Otto (L) and SU-Sue (R) in the nest with their first egg, March 20, 2017. (Photo taken via the SU Hawk Nest Cam)

March 19, 2017

  • SU-Sue lays her first egg. For the first time ever, SU-Sue's egg laying was viewed LIVE via the newly installed hawk nest cam.

March 2, 2017

  • Camera was installed on the 4th floor of the Life Sciences Complex.
  • Began continuous 24/7 video capture of long-range view of the North archway.
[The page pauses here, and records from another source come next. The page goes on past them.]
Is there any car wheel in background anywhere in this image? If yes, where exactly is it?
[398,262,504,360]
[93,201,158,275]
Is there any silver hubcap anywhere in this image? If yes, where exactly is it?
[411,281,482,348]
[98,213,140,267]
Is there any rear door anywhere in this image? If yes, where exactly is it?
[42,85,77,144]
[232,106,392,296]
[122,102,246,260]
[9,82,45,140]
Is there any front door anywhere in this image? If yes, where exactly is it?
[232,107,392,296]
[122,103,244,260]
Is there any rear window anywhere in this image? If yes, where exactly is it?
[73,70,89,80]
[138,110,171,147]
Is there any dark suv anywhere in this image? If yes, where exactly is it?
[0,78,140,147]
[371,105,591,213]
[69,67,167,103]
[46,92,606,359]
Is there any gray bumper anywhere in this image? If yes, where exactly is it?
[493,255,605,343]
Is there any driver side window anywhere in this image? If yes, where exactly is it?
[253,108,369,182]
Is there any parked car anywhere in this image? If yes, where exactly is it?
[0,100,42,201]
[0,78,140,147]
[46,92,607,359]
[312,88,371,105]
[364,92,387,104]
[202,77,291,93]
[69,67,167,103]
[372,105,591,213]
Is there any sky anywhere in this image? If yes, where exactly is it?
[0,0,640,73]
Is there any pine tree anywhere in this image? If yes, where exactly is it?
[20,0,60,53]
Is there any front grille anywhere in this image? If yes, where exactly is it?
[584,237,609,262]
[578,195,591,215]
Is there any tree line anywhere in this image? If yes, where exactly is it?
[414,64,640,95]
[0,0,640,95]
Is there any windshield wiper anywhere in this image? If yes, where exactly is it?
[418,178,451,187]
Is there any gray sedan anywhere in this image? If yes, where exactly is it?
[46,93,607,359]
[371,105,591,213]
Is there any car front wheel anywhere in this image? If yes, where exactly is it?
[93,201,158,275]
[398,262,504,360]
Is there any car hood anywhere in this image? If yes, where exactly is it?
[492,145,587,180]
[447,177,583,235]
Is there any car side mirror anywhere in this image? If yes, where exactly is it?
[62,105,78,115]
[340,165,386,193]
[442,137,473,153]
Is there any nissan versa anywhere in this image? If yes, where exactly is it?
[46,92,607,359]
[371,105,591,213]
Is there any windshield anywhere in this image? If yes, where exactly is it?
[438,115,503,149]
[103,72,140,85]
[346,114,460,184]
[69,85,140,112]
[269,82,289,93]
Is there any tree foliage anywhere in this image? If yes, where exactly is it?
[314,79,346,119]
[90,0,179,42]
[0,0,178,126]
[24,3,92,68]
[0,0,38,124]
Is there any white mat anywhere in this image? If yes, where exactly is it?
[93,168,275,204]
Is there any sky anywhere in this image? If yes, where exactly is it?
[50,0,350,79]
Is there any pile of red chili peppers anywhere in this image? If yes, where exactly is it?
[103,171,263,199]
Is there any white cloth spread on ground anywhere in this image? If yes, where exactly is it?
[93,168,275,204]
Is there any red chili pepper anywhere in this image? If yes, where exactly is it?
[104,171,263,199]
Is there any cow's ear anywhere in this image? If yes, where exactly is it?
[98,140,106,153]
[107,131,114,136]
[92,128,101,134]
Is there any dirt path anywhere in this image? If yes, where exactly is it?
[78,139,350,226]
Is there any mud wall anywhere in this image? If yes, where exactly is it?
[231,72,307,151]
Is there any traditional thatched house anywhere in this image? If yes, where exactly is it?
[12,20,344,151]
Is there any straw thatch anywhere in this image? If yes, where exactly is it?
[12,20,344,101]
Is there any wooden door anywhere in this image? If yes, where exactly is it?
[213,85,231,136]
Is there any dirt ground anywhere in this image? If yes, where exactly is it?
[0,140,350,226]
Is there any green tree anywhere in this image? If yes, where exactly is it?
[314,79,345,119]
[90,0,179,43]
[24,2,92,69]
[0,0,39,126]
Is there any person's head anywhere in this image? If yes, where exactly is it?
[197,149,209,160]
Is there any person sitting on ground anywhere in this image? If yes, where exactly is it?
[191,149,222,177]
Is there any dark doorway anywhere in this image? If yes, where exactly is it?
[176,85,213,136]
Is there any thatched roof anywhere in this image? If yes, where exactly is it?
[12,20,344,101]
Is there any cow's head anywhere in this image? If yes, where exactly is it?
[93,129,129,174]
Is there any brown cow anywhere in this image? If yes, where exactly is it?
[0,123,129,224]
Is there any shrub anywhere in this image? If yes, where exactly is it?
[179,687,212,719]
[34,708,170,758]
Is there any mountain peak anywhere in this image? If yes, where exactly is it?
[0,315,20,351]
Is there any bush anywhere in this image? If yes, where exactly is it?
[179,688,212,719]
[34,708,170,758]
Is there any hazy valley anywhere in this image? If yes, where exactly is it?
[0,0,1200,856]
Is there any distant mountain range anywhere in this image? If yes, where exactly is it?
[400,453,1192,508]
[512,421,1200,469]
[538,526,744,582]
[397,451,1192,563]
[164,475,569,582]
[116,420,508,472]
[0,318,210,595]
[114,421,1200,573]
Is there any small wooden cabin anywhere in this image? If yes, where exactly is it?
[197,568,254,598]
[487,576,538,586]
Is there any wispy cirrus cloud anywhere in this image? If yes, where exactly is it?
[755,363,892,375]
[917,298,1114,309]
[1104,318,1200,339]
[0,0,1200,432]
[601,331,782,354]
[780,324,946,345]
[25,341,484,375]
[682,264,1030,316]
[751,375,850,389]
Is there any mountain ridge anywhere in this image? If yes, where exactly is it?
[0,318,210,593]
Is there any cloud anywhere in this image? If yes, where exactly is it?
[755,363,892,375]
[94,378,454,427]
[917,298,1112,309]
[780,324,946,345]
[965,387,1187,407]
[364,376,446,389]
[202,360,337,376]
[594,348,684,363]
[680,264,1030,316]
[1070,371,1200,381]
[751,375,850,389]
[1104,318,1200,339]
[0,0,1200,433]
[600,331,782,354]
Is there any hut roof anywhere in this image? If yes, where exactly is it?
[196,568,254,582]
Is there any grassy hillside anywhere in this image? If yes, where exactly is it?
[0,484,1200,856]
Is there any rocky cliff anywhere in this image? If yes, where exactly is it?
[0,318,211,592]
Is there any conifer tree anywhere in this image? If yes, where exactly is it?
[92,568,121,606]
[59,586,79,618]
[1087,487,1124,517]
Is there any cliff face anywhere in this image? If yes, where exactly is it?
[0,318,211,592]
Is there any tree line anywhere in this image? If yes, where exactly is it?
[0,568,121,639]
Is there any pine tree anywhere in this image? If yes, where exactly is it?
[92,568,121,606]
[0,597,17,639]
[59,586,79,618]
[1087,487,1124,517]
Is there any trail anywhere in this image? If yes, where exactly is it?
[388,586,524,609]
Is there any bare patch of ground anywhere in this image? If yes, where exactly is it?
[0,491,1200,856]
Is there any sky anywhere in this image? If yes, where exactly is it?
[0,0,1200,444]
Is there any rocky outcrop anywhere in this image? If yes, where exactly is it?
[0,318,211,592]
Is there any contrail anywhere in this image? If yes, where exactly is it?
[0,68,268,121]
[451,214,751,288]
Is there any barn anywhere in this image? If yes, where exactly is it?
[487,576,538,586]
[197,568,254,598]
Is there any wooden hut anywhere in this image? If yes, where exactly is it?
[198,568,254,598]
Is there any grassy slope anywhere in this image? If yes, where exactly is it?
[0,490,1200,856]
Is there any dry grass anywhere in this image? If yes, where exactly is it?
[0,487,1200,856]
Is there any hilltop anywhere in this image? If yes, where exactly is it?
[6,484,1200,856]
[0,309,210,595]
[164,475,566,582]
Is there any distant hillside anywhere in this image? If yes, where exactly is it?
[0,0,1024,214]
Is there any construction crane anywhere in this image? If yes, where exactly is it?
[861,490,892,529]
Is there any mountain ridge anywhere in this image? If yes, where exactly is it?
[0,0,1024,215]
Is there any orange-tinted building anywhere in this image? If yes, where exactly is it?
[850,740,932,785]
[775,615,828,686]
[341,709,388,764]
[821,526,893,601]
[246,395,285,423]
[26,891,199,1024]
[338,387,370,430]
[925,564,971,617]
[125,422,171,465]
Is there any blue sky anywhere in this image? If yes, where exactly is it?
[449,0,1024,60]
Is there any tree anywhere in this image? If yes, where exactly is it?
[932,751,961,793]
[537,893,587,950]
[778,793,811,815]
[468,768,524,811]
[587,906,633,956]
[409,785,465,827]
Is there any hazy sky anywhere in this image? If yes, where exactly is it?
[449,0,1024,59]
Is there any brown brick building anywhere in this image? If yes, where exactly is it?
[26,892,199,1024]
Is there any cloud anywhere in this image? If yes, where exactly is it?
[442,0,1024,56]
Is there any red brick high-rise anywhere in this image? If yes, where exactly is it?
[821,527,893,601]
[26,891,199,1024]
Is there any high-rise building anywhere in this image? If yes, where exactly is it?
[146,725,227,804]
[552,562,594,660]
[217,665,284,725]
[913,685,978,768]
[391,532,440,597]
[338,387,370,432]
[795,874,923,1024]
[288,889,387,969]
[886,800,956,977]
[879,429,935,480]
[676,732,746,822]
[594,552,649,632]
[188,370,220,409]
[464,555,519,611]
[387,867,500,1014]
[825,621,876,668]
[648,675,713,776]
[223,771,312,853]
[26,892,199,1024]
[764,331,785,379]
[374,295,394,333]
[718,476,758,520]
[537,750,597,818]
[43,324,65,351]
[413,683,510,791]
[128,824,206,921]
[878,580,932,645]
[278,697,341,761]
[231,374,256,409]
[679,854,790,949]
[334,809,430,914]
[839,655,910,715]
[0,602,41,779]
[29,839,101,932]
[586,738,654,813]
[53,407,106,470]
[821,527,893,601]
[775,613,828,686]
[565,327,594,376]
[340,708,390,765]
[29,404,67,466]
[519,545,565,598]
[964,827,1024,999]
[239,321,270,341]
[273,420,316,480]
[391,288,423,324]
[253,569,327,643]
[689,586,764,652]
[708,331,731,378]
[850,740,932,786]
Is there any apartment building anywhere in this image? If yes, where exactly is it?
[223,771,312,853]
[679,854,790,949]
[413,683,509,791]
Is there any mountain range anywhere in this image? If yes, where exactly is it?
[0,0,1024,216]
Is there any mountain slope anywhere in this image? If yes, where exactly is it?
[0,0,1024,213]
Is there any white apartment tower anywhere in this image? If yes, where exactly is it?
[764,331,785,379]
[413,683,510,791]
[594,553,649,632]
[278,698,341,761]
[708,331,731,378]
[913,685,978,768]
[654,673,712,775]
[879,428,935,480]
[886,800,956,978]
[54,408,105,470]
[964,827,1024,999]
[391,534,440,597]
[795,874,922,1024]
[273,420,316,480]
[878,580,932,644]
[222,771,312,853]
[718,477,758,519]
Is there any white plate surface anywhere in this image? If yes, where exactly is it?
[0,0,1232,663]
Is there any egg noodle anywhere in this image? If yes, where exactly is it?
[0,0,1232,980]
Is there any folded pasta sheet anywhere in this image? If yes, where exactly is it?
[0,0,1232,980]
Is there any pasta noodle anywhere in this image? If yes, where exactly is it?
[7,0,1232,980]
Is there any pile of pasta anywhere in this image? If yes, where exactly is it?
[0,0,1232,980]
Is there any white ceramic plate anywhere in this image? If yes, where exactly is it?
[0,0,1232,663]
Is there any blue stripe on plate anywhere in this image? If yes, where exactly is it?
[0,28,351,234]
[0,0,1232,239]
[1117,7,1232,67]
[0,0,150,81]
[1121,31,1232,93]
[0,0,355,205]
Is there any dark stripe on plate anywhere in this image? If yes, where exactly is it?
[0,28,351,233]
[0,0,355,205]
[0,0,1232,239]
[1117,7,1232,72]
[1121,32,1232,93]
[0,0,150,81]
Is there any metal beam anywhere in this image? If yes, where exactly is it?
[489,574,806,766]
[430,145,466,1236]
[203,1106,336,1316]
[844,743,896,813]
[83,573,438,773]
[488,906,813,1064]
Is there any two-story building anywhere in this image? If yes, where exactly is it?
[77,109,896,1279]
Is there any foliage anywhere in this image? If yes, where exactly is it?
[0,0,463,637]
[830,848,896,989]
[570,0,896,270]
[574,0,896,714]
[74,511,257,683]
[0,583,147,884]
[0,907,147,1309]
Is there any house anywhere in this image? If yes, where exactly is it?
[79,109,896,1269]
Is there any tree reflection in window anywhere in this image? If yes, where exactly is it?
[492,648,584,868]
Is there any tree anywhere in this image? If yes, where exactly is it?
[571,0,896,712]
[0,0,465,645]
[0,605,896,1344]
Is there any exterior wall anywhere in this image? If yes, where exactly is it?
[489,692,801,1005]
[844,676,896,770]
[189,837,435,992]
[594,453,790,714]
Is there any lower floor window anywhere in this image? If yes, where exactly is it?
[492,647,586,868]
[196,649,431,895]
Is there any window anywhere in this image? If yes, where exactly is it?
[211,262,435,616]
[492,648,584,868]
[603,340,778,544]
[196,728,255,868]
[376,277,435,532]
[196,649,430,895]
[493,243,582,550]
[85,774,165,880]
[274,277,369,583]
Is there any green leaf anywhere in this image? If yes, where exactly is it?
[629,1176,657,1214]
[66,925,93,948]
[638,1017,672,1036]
close up of red tailed hawk

Close up of SU-Sue, the female parent. (Photo by Anne Marie Higgins)

2016 Season

August 22, 2016

August 11, 2016

  • After spending 24 days recovering from a bruised right wing, Aurora was released back to the SU campus on the Quad, and her parents resumed caring for her.
  • View the release.

July 11, 2016

  • A Facebook page—Syracuse Hawk Chatters—was started for observers to post photographs and daily accounts of the activities of the SU red-tailed hawks.

June 11, 2016

  • The first chick fledged. First, it landed on a fence railing near a fraternity house, and then flew to a tree, after which one of the parents delivered its first meal outside the nest.
  • View the day's events: Clip 1 | Clip 2 | Clip 3

Spring 2016

  • Otto and SU-Sue and another adult female red-tail (named SUNY) were observed together through the winter and into the spring. In preparation for the chicks, the adults refurbished the nest on the North side of the South archway of Lyman Hall. Six chicks hatched in late April or early May and were raised by the three adults. As the chicks began to grow too large for one nest, they walked across the archway ledge to the Southern nest. This ledge was used as a training platform for the chicks to flap their wings in preparation for fledging.